Paris cheirava a asfalto e a tempestade, esmagada pelo calor pesado do estio.
Segui André com os olhos. É, talvez, nesses instantes em que o vejo
distanciar-se que ele existe para mim com mais perturbadora evidência: a
silhueta alta diminui, desenhando a cada passo o caminho de sua volta; ela
desaparece, a rua semelha vazia mas, em verdade, é um campo imantado que o
reconduzirá a mim como a seu lugar natural. Essa certeza me comove ainda mais
que sua presença. Fiquei bastante tempo no balcão. De meu sexto andar descubro
um grande trecho de Paris, o voo dos pombos sobre os tectos de ardósia, e esses
falsos vasos de flores que são as chaminés. Conto as gruas: cinco, nove, dez.
Conto dez, barram o céu com seus braços de ferro vermelhos e amarelos.
À
direita, meu olhar dá de encontro a uma alta muralha crivada de pequeninos
buracos: um edifício novo. Vejo também torres, arranha-céus construídos recentemente.
Desde quando o terreno baldio do Bulevar Edgar-Quinet tornou-se estacionamento?
O aspecto jovem recente da paisagem salta-me aos olhos, todavia não me lembra
tê-la visto diversa. Gostaria de olhar lado a lado para os dois clichês: antes
e depois e me espantar com a diferença. Mas não. O mundo se constrói sob meus olhos
num eterno presente. Habituo-me tão depressa às suas faces que ele não me
parece mudar. Na minha mesa, os fichários, o papel branco, me convidam ao
trabalho, mas as palavras que me dançam na cabeça impedem-me a concentração: Filipe
estará aqui esta noite. Quase um mês de ausência. Entrei em seu quarto onde se
espalham ainda livros, papéis, uma velha malha cinza, um pijama violeta, esse
quarto que eu não me decido a reformar porque não tenho tempo, dinheiro, porque
não quero acreditar que Filipe não é mais meu. Voltei para a biblioteca
perfumada por um ramo de rosas frescas, ingénuas como alfaces. Espantei-me por
este apartamento jamais ter-me parecido deserto. Nada lhe faltava. Acariciei
com o olhar as cores ácidas e ternas das almofadas espalhando-se nos divãs. As
bonecas polonesas, os salteadores eslovenos, os galos portugueses ocupavam,
ajuizadamente, seus lugares. Filipe estará aqui... Fiquei desamparada. Pode-se
chorar de tristeza mas não é fácil conjurar a impaciência da alegria.
Decidi
ir respirar o odor do estio. Um negrão vestido com impermeável azul-eléctrico e
com chapéu de feltro cinza varria a calçada; antes era um argelino cor de
terra. No Bulevar Edgar-Quinet misturei-me a confusão das mulheres. Como não
saio nunca de manhã, a feira pareceu-me exótica (tantos mercados matinais sob
tantos céus!). A velhinha manquitolava de uma banca a outra, suas madeixas bem
puxadas para trás, apertando a alça de sua sacola vazia. Antigamente, eu não me
incomodava com os velhos, tomava-os por mortos cujas pernas andassem ainda.

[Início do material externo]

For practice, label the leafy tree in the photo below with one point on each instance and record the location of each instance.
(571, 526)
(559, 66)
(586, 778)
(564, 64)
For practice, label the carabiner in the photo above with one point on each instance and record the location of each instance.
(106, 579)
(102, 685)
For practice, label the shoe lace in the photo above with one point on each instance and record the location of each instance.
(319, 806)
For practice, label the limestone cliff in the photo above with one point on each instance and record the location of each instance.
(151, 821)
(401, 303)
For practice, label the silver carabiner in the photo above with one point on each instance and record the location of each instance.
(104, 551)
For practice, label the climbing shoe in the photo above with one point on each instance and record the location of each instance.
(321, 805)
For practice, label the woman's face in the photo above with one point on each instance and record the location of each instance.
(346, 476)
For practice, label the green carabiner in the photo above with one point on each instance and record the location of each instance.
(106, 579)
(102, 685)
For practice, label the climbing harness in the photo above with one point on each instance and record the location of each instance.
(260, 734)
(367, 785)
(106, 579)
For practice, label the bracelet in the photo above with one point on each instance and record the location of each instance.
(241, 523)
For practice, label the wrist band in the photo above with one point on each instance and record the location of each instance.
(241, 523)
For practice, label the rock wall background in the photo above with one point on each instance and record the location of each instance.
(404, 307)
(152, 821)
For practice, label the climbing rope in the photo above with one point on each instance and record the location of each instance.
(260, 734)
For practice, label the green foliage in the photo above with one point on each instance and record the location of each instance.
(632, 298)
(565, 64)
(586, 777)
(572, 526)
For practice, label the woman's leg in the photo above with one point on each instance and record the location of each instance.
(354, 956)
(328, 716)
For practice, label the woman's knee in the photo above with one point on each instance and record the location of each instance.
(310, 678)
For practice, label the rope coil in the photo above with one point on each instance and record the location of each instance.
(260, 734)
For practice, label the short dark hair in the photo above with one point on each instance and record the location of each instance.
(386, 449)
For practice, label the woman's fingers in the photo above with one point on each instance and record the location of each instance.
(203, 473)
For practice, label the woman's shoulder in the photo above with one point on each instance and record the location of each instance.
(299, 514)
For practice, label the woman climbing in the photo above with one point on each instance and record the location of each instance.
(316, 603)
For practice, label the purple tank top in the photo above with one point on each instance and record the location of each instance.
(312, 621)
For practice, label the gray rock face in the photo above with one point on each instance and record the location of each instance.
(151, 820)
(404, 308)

Agora, eu os vejo: homens e mulheres apenas um pouco mais velhos que eu.
Prestei atenção nesta no dia em que, no açougue, ela pediu restos de carne para
o gato. Para os seus gatos!, disse o açougueiro quando a velha saiu. Ela não
tem gatos. Vai mas é aferventar-se um caldo! O açougueiro achava graça nisso.
Daqui a pouco ela recolherá detritos sob as bancas, antes que o negrão os varra
para o lixo». In Simone de Beauvoir, A Mulher Desiludida, La Femme Rompue, 1967 /
1968, Wikipedia, Difusão Europeia do Livro, 2015, Editora Nova Fronteira.